Audio – Voiceover

Voiceover is implemented into the content with the built-in text-to-speech generator or as individual audio files. Each Content Step can be assigned one voiceover, which will be played once as soon as the Content Step is accessed.  It’s recommended to use text-to-speech voiceovers during the creation phase, and only record acted voiceovers once the content has been tested enough.

Text-to-speech voiceovers

To implement text-to-speech voiceovers into the tutorial, the voices to be used have to be defined in settings.

  1. Add a new voice
  2. Add a new language (English is set as default)
  3. Give the voice a name
  4. Edit voice settings
    1. Engine
    2. Voice name
    3. Voice type
    4. Use SSML in text
    5. Processing
    6. Filter

After the voices are added in the settings, the voiceovers can by applied to Content Blocks.

  1. Subtitles are added normally
  2. Apply text-to-speech voiceover
  3. Text to use instead of subtitle

Recorded voiceovers

It’s recommended to name the files to match the step names.
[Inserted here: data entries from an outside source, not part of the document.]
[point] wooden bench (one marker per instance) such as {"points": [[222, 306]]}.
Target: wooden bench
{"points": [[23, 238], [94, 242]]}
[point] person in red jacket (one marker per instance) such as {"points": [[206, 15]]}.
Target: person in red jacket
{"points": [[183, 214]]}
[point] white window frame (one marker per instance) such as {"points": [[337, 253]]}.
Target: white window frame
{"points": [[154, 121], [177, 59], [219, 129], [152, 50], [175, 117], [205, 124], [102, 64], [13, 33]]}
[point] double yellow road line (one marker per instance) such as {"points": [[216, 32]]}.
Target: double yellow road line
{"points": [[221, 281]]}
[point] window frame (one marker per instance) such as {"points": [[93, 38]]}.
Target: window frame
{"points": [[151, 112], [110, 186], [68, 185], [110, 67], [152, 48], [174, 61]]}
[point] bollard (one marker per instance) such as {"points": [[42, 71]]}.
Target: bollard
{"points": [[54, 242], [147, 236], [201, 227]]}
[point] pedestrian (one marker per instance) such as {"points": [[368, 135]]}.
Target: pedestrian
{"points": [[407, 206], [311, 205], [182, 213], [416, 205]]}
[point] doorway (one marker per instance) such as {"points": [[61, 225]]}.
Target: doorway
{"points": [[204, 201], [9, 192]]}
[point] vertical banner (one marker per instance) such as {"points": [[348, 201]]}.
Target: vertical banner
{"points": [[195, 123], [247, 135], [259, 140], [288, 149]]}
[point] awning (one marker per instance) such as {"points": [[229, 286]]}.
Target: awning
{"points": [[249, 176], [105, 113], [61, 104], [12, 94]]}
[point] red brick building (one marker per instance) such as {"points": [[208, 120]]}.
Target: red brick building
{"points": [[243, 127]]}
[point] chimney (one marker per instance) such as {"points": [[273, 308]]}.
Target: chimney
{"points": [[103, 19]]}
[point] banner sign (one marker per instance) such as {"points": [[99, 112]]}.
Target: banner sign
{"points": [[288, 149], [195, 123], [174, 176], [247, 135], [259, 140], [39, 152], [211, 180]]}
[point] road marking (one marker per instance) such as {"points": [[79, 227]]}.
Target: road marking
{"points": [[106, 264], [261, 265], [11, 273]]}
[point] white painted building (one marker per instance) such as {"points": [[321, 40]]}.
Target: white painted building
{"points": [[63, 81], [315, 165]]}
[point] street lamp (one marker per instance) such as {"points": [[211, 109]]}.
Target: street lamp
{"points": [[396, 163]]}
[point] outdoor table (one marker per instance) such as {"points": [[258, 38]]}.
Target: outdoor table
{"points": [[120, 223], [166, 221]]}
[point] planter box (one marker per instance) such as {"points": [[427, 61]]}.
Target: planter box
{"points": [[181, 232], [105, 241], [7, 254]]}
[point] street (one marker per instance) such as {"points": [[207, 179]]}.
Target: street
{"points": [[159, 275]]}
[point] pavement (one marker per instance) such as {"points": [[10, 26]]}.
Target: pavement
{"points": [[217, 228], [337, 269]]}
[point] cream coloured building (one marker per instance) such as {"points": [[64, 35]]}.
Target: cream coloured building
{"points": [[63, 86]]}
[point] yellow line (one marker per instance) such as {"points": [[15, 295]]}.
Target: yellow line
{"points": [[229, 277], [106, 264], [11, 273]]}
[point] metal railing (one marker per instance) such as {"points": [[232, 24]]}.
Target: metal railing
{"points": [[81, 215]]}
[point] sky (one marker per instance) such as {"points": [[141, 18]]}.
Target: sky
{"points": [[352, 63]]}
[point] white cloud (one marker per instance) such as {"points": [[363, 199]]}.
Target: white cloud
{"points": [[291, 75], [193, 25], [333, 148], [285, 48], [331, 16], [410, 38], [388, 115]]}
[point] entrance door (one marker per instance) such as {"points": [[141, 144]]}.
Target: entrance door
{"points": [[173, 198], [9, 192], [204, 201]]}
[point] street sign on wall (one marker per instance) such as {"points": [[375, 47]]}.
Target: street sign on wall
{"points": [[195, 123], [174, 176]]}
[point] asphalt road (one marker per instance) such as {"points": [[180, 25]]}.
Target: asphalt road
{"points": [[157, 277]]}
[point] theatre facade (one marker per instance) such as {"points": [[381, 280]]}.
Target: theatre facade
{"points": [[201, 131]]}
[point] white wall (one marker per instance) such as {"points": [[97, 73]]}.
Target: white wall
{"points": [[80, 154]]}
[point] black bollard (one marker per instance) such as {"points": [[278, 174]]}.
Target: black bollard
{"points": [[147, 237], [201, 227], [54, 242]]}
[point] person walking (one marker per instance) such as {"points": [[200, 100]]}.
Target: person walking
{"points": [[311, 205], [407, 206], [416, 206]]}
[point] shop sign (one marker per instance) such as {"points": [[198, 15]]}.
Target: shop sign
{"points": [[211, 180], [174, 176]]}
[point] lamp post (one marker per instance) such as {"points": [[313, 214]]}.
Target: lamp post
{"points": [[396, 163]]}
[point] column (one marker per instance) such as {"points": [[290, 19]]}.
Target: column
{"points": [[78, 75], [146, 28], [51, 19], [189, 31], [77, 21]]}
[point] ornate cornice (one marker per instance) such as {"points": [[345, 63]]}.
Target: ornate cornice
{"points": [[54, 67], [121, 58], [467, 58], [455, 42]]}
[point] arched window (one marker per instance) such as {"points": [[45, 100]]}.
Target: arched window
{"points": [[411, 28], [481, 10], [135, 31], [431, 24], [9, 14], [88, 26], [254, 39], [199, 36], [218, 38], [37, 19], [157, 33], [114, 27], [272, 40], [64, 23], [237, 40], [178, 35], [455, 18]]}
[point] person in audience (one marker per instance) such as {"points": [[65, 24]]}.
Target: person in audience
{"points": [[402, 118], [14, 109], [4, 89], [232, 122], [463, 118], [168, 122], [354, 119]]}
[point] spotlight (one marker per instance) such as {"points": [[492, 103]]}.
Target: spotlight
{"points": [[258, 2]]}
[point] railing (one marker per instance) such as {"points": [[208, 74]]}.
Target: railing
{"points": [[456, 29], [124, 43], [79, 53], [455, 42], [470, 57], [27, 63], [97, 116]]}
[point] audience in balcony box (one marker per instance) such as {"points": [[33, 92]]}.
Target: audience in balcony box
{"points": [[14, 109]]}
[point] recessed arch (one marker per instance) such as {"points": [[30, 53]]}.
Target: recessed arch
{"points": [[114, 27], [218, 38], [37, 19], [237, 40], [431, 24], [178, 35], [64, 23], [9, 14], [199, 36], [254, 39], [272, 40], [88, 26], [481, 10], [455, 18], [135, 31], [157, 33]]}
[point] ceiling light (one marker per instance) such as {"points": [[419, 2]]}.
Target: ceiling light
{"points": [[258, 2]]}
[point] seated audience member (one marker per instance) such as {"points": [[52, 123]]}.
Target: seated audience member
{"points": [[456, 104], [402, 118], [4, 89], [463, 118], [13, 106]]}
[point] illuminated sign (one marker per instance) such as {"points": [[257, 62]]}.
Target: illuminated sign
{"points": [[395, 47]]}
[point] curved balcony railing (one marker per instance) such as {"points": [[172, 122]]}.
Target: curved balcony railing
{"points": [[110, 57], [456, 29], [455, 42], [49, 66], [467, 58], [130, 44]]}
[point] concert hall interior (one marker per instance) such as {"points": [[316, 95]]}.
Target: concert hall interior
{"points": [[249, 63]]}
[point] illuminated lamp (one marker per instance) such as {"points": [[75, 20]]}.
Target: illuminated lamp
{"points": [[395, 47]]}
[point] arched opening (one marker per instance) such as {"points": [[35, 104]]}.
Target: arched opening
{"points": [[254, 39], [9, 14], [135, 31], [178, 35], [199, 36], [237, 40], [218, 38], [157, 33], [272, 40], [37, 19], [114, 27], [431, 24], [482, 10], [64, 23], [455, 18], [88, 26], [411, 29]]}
For Example a step could be named “Setup05 Shuffle the red cards” and the accompanying voiceover file could be named ‘Setup05.mp3‘.

General guideline for voiceover files:

Filetype: MP3

Bitrate: ~128kbps

Sampling Frequency: 44100KHz

Channels: Mono

Padding: 150-200ms of Silence at the beginning and end of each segment

PEAK: max -3 dBFS

RMS: between -18 and -16 dBFS


    • Use the best possible equipment available (microphone, preamp, acoustically treated room, microphone reflection filters, etc.)
    • Recording space needs to be quiet from outside noise.
    • Use a studio environment or acoustically treated room to minimize room echo. (Any soft material on walls and floors is better than nothing).
    • Set recording level so that the audio doesn’t clip and monitor that constantly during recording (meaning that the audio level never exceeds 0dBFS).
    • Match the selected style throughout the recording.
  • Make the voice actor comfortable, remember to have regular pauses and to drink water occasionally (dry mouth emphasizes nasty mouth click sounds).
  • It is recommended to record several takes of a line (especially in the beginning of the recording) and select the best take for the Deliverable. 
  • If in doubt which delivery style would work best for a certain line, feel free to put two versions into the file, but please remember the notify the Client (comment in the content document)

Common Recording Issues

  • Good quality

    • Reference this also for the preferred loudness and the spacing between individual lines in the Deliverable.
    • Example
  • Too much noise in the background

    • Note that irregular sounds like clicks and especially speech/shouts etc. are worse than constant hum such as air conditioning noise.
    • Check that the voice over talent doesn’t make additional sounds him/herself.
    • Example
  • Room echo in an empty room

    • Try a more sound-dampened room.
    • Example
  • Room echo in a typical room

    • Much better, but seek to improve even more by lowering input volume and speaking closer to the mic, and/or setting up acoustic panels or any soft material available on reflecting hard flat surfaces around the recording situation.
    • Example
  • Input level too loud

    • Lower the volume of the microphone input.
    • Note that lowering the volume of audio after the recording doesn’t remedy the distorted clipping sound (going over 0 dbFS), so be sure to monitor the level during recording.
    • Example